Masterful display from Cridge on Noel Robins nets division 3 victory
Division 3 skipper Rob Cridge leaves his wheelchair on the pontoon and becomes the master on the water each Saturday afternoon as he prepares to match race with Mark Paynter.
Last Saturday was no different and in extremely windy conditions, with a steady easterly around 21 knots, he led Paynter from go to whoa over a harbour course to wrap up another victory in his yacht Noel Robins.
Paynter in Serenita, a much smaller boat, keeps improving his time but can’t land the big one yet.
Cridge, after a close start, once again proved too quick for Paynter and in no time at all had established a huge lead which he never surrendered.
Paynter, with an all-female crew, is coming to terms with the all-powerful performance of Cridge and would dearly love to be a little bit closer at the end.
Division 2 sailed a King George Sound event and three yachts faced the starter, with Stephen Brown in Mary Maitland getting away very smartly but with two short in his crew, and a 13-year-old doing all the hard yakka, found it tough going.

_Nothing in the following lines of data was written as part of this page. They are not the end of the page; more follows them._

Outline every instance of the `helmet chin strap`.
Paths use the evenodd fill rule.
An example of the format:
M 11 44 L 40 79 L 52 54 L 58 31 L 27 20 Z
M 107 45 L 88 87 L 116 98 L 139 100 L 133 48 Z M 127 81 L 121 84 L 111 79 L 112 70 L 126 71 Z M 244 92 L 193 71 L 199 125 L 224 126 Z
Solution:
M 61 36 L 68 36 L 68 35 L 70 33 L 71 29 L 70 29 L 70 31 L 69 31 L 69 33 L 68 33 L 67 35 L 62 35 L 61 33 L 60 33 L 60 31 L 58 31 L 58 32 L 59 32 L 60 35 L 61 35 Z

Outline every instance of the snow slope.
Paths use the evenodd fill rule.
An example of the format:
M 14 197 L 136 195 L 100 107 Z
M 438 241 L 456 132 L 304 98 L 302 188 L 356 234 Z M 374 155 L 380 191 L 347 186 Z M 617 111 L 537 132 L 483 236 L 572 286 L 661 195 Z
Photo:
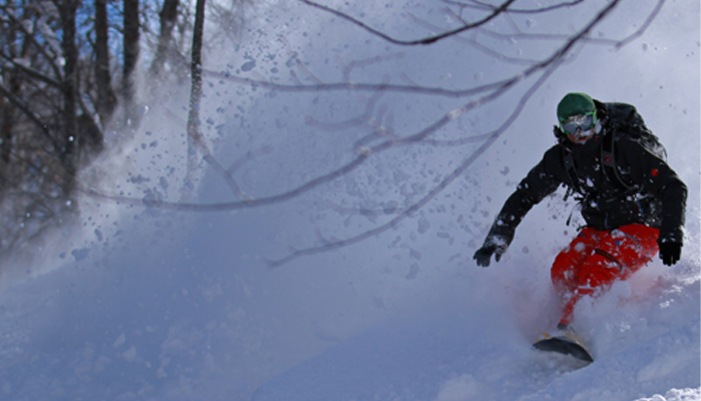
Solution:
M 442 1 L 329 4 L 402 37 L 430 31 L 417 21 L 455 24 Z M 594 36 L 630 34 L 657 2 L 621 4 Z M 336 82 L 347 73 L 354 82 L 387 76 L 464 88 L 521 67 L 479 52 L 466 61 L 457 41 L 391 46 L 299 2 L 264 3 L 251 15 L 259 20 L 236 46 L 208 55 L 211 70 L 231 65 L 234 74 L 286 84 Z M 275 270 L 267 260 L 386 221 L 478 144 L 398 148 L 306 196 L 263 208 L 183 213 L 82 200 L 75 226 L 36 245 L 40 257 L 3 261 L 0 399 L 701 399 L 698 15 L 697 0 L 667 1 L 627 46 L 578 49 L 441 196 L 387 232 Z M 517 24 L 547 34 L 582 22 L 512 17 L 489 28 Z M 551 42 L 537 37 L 485 40 L 513 59 L 549 51 Z M 205 88 L 208 144 L 223 165 L 239 166 L 235 179 L 256 197 L 354 157 L 353 145 L 377 121 L 410 135 L 464 103 L 405 93 L 265 91 L 220 78 Z M 580 369 L 530 347 L 557 318 L 548 268 L 574 235 L 565 224 L 574 205 L 557 193 L 524 219 L 500 263 L 480 269 L 471 260 L 503 199 L 552 145 L 557 101 L 575 90 L 634 103 L 690 190 L 682 260 L 671 268 L 655 260 L 578 305 L 575 328 L 596 358 Z M 436 137 L 494 128 L 523 91 L 456 118 Z M 164 92 L 169 97 L 151 105 L 143 132 L 106 155 L 90 185 L 179 199 L 187 153 L 177 117 L 189 91 Z M 367 124 L 354 125 L 361 117 Z M 202 173 L 198 201 L 231 200 L 221 177 L 206 164 Z
M 370 330 L 270 380 L 253 400 L 699 399 L 699 282 L 664 287 L 623 306 L 625 318 L 599 317 L 590 365 L 531 349 L 535 336 L 485 300 Z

Stephen Lee had Flasheart moving to the front with Neil Worrell in Zuri right on his transom and looking good. After a couple of legs in the sound Lee was still ahead when they entered the harbour but Worrell had closed the gap.
The three skippers had agreed to go JAM (jib and main) and that played into Worrell’s hands as he went on to take the race easily by more than five minutes on corrected time.
Flasheart was second and fastest with Brown not far off in third place.
There was the usual match race between Harold Keay in Shagabull and Murray Deere in Wild One over a King George Sound course in division 1.
Keay was the early leader and was well ahead as they entered the harbour after sailing around Gull Rock. Keay was so far in front that Wild One retired from the race handing an easy victory to Shagabull.
In Flying Fifteens a match race developed between husband and wife, Simon Lucas in FForever Young and Aileen Lucas in Crazy.
It was close for the first half of the race with FForever Young just seconds ahead.
Suddenly Crazy was in the lead and the pressure was on as FForever Young did everything to close the gap but Crazy’s skipper held her nerve and went on to snatch the race by 20 seconds.
Vipers had a fleet of four competing over a harbour course and all eyes were on Murray Howson’s Chinese Moccasin and Michael Cameron’s Bite Me.
The skippers of Fang and Alice were mere spectators as the arch rivals battled it out way ahead of them. Howson held a narrow lead throughout and went on to a handsome win over Cameron in a mighty duel. Fang was well back in third and Alice never recovered from a horrible capsize.